It started at 2:00 PM on a Saturday afternoon in April. I am a volunteer at our local observatory, the Custer Institute, in Southold, New York.
Fifteen scouts, their scout leaders and parents arrived. We began with an indoor slide show presentation about astronomy, light, how telescopes work, how to identify constellations, etc. Then we went outside and looked at the sun using a solar telescope.
Then, as the night began to creep in, we had the scouts plus a host of people eager to look through our vast array of telescopes. I had my own personal Orion XX12i set up on the lawn, just next to the observatory dome, ready for the public.
It was a busy and satisfying night. The “star” of the show, was actually the planet Saturn. I was able to get a crude photo by holding my point-and-shot camera to the eyepiece. It was the theoretical maximum magnification, using an Orion 5mm planetary Edge-on eyepiece, enlarging Saturn 300X. Everyone said it was the best they had ever seen it.
We moved on to some globular Clusters, like M3, and the great Hercules cluster, M13. We also saw the ring nebula, M57, The Owl Nebula, M97, and many galaxies, such as the M81-M82 pair, The Leo trio (M65-M66, NGC3628) the Sombrero (M104), and then some much fainter galaxies, like the Needle Galaxy (NGC 4565 - my favorite!), and some faint fuzzies in Ursa Major and Draco such as NGC 2976, NGC 3077, NGC 5907 and Herschel H215-1 (NGC 5866).
I especially like this time of year as it is “galaxy season”. By just hopping around between the stars Vindemiatrix in Virgo and Denebola in Leo, we must have observed over 20 galaxies with my Orion XX12i. Every once in a while, I’d “ask” the Intelliscope computer to tell me what I was looking it, or on occasion, to find something for me. A handy feature!

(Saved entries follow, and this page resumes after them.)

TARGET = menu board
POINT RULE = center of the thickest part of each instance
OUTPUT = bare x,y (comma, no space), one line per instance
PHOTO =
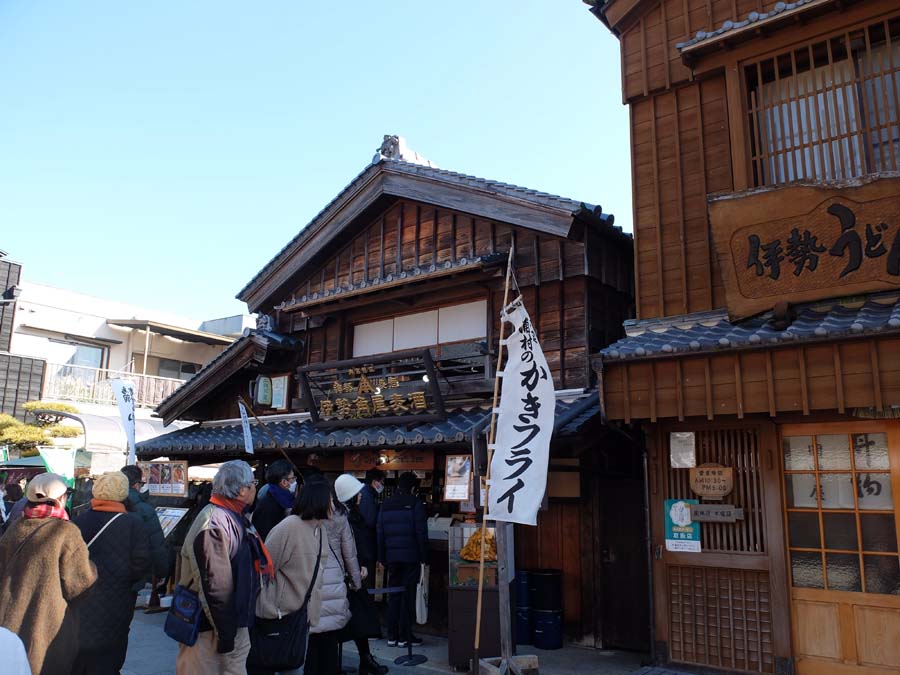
169,517
458,479
167,479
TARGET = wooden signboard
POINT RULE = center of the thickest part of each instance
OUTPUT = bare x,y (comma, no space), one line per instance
805,242
716,513
712,481
420,459
398,388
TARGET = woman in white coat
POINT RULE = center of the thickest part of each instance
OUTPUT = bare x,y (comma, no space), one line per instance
341,570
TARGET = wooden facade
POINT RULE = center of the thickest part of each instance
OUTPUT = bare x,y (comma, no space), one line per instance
403,241
747,115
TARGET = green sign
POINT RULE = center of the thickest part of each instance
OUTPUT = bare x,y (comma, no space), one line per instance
682,534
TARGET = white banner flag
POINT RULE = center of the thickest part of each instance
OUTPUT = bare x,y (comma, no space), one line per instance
124,391
524,426
245,423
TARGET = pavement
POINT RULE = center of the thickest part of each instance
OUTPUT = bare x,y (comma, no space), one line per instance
151,652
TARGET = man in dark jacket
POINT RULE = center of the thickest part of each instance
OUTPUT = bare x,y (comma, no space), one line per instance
402,547
276,504
159,552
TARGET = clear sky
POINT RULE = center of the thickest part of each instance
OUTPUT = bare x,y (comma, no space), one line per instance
160,153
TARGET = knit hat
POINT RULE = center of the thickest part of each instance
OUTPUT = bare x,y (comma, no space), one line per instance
111,486
46,487
346,487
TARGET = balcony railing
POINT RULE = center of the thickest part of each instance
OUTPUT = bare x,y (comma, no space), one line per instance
92,385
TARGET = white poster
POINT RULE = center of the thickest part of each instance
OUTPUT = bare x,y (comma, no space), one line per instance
124,391
524,425
245,424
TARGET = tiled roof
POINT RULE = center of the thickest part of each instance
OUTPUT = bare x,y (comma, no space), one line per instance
813,323
535,197
300,434
751,18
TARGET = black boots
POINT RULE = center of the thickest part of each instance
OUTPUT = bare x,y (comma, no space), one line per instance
368,665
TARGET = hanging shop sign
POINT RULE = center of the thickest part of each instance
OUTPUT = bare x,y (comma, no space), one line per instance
165,479
712,481
807,242
398,388
415,459
716,513
524,426
682,532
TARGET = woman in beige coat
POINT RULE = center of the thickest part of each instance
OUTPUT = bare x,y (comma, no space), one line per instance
295,545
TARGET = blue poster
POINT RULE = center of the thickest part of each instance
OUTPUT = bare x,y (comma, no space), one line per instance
682,533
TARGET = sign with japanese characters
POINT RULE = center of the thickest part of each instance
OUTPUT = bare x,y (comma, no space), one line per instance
712,481
524,425
805,243
124,393
682,532
398,388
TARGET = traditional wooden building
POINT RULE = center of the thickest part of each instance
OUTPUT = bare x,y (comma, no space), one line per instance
765,150
377,346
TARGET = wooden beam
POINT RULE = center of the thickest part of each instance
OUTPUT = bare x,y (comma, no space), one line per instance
804,383
838,376
770,382
876,375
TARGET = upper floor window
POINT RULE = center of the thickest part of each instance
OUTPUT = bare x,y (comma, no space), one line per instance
464,323
829,110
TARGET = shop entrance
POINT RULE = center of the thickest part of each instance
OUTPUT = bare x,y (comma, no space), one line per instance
840,515
719,600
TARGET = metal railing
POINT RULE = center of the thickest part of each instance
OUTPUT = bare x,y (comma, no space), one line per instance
92,385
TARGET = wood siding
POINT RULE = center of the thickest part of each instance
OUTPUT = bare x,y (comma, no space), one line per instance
680,153
862,373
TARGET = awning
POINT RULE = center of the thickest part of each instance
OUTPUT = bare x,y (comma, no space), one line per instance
186,334
215,439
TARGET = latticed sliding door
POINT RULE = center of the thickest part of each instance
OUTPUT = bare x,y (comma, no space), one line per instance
725,606
840,482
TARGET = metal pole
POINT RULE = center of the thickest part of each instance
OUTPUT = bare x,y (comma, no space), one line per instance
491,438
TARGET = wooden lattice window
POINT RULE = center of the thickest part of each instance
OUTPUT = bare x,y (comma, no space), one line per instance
839,512
829,110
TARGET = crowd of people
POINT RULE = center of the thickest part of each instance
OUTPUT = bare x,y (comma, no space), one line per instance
68,587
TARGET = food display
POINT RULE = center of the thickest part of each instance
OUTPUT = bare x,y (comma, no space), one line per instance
472,550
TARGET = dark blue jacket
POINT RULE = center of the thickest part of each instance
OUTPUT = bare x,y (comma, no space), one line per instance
402,530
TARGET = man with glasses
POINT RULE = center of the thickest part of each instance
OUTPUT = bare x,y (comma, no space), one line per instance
159,552
223,558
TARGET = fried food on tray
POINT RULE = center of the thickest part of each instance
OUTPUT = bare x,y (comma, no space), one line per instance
472,550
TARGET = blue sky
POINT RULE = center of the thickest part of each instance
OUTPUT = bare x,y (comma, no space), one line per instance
160,153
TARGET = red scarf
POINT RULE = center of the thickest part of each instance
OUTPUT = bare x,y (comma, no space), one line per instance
45,510
107,506
262,561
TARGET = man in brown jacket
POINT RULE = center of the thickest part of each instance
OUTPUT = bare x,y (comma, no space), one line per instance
44,571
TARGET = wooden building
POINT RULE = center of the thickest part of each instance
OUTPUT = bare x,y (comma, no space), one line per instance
765,151
377,345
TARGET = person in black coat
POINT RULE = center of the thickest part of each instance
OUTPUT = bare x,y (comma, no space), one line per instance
402,534
276,503
118,545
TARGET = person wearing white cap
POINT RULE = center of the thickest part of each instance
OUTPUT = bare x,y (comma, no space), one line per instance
44,571
363,618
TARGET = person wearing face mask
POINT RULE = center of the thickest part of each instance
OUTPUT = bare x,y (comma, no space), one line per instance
137,502
275,505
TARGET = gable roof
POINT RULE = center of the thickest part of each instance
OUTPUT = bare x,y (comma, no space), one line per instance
495,200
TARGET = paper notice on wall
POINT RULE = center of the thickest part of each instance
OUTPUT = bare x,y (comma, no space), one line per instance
245,424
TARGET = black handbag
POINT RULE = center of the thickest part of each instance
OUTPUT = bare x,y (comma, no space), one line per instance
280,644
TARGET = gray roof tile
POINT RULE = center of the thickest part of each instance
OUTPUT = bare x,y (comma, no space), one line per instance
813,322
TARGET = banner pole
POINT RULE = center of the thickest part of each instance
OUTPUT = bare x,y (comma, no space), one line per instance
492,435
271,435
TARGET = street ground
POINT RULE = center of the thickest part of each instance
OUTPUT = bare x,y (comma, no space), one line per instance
151,652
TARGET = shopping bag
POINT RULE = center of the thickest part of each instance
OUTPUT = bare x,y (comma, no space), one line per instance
422,596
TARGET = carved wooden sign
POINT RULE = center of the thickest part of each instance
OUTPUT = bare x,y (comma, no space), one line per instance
712,481
806,242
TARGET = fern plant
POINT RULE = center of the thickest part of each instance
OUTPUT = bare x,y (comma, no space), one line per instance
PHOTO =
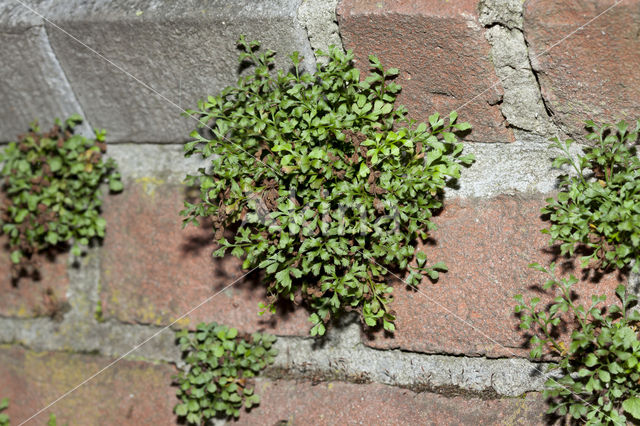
328,185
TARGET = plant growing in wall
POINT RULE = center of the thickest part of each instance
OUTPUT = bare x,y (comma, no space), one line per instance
332,185
597,208
51,191
600,365
220,365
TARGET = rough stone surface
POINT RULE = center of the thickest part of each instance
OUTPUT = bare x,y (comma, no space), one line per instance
128,393
487,245
593,73
342,356
182,52
34,85
524,166
319,19
338,403
168,163
522,103
153,271
43,295
442,53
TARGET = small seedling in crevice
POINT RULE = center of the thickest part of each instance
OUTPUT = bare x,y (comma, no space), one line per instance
220,366
51,192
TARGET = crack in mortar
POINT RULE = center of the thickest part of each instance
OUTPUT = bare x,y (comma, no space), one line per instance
318,17
341,356
523,106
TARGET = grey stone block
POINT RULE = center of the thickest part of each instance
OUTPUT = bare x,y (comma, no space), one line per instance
160,58
33,85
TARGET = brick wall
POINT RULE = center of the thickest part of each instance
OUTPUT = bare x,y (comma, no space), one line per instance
519,72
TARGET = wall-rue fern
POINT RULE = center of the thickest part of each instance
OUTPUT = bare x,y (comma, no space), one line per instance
331,185
51,189
596,209
220,365
600,366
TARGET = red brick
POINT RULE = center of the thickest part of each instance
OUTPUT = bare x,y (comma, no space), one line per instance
153,271
487,245
375,404
594,73
29,297
129,393
441,51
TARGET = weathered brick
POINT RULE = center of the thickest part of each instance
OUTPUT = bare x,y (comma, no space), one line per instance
441,50
346,403
594,72
128,393
153,271
33,296
487,245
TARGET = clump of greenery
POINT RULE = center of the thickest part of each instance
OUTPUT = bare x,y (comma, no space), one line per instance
217,381
600,366
52,191
598,207
331,185
4,418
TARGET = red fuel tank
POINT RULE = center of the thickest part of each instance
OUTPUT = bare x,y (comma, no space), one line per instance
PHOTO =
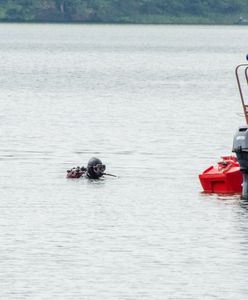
225,178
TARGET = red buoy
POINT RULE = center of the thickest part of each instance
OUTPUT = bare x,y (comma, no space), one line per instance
225,178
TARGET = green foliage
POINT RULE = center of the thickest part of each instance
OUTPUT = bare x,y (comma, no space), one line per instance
133,11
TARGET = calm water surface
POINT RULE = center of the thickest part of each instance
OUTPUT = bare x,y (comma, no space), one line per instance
157,104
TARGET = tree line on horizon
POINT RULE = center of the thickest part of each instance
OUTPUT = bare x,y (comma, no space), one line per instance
123,11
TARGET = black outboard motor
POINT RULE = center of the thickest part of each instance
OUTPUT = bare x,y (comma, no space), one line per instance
240,147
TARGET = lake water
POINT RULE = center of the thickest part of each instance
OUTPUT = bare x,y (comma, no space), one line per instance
158,105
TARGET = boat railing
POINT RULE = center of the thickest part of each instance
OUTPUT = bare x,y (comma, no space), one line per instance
241,73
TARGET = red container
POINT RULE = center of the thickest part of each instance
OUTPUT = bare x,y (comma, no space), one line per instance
225,178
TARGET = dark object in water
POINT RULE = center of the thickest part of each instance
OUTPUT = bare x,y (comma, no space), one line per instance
240,147
76,172
95,169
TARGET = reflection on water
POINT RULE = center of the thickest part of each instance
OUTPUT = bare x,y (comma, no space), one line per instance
157,104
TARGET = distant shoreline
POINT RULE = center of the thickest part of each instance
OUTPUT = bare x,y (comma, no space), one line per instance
122,23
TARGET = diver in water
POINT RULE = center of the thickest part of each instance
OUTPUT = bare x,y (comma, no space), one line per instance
95,169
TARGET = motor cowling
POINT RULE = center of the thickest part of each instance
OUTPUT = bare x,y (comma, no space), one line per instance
240,147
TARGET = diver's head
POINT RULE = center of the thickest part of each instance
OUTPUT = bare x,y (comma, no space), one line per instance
95,168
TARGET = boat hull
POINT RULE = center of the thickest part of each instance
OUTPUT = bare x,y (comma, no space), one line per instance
224,178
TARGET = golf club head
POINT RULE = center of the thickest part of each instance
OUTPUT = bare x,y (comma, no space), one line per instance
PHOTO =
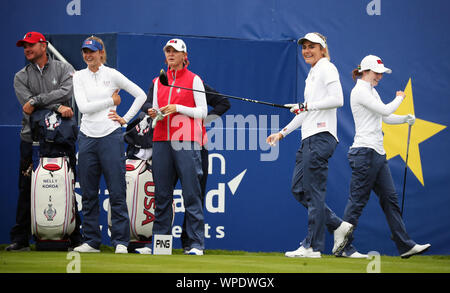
163,78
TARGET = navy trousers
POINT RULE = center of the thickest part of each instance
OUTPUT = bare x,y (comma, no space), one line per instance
370,171
97,156
169,165
309,185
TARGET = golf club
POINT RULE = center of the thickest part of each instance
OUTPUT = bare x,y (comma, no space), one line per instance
164,81
406,168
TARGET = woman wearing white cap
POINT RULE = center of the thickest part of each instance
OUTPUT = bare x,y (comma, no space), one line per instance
367,157
100,143
177,140
317,117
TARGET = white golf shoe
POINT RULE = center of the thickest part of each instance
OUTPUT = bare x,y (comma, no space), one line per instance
194,251
341,235
85,248
120,248
303,252
144,250
354,255
417,249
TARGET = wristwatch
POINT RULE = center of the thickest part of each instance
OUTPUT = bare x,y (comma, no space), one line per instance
32,102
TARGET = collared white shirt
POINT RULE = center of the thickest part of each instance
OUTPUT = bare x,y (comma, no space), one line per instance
368,113
323,94
93,95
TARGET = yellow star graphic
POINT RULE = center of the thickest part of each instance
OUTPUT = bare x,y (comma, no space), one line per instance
396,136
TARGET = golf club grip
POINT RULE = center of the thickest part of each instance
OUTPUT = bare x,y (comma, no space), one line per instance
233,97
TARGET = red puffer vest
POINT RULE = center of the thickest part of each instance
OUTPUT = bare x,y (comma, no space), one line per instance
178,127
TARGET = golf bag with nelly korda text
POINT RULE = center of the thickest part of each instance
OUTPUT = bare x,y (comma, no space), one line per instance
52,200
54,219
140,202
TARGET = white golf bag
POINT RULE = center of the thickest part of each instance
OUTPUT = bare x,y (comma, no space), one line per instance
140,201
52,200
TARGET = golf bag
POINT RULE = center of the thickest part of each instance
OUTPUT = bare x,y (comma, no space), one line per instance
52,200
53,206
140,202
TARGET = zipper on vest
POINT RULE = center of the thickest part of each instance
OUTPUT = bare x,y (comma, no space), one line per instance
168,103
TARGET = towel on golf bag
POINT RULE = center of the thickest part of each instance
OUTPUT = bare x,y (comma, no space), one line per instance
56,135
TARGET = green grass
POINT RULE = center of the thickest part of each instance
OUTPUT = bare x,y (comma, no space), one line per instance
214,261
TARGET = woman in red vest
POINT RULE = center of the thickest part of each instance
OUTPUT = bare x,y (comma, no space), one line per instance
177,140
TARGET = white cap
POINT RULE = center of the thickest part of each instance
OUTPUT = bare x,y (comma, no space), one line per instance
177,44
374,63
314,38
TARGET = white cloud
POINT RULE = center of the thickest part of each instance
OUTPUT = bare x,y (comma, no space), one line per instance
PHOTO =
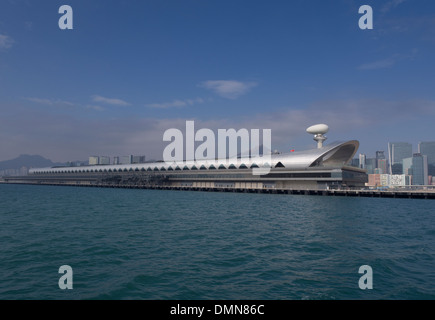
111,101
388,62
94,107
5,42
175,103
230,89
50,102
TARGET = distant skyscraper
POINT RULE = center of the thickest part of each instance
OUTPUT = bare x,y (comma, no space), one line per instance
397,151
428,149
382,165
104,160
370,165
417,167
137,159
362,161
93,160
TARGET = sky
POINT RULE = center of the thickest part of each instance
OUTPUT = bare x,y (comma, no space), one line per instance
130,70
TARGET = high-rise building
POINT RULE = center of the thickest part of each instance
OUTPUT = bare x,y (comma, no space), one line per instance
418,168
93,160
137,159
382,165
428,149
370,165
104,160
362,161
397,151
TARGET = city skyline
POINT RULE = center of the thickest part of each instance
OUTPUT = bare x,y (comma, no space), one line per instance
128,72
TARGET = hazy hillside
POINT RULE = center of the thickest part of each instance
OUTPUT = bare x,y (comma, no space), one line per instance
26,160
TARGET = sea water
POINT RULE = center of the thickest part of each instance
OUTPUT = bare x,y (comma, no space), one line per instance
158,244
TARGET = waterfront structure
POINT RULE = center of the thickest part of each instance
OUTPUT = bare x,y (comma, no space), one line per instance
362,161
322,168
94,160
417,166
137,159
428,149
103,160
388,180
397,151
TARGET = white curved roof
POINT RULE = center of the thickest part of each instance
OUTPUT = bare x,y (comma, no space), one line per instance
334,155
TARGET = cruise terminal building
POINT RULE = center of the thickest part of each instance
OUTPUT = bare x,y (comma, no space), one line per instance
322,168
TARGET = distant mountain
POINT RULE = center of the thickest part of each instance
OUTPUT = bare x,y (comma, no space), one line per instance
25,160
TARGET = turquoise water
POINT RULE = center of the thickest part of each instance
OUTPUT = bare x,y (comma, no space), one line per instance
151,244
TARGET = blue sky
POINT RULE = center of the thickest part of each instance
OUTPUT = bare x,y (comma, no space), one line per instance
129,70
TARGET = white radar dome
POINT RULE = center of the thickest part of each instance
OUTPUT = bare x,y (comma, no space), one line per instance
318,129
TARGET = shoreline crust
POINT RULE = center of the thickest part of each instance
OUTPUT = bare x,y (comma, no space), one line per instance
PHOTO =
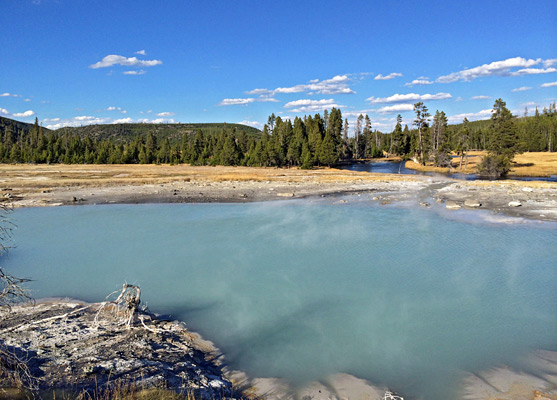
55,185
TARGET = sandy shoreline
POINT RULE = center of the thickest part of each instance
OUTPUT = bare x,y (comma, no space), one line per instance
55,185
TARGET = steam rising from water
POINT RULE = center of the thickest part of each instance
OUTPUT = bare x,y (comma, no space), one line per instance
401,297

While in Leo, we also stopped to look at Regulus (Alpha Leonis) and Algeiba (Gamma Leonis) – both nice double stars.
I was there until 1AM showing the public the beauty of the heavens and our night sky. An 11-hour astronomy marathon for me. If not for the evening dew, which took over, I might have kept going. (Some Orion dew control products are on my list for upgrades). It was a clear day and a clear moonless night – a rare thing for April on Long Island. It was a most enjoyable evening and a great way to celebrate the night sky!
Steve B. explaining to a scout troop how a reflector telescope works.
The Sun, taken through the Solar telescope and Saturn taken with Orion XX12i and small point-and-shoot camera held near the eyepiece.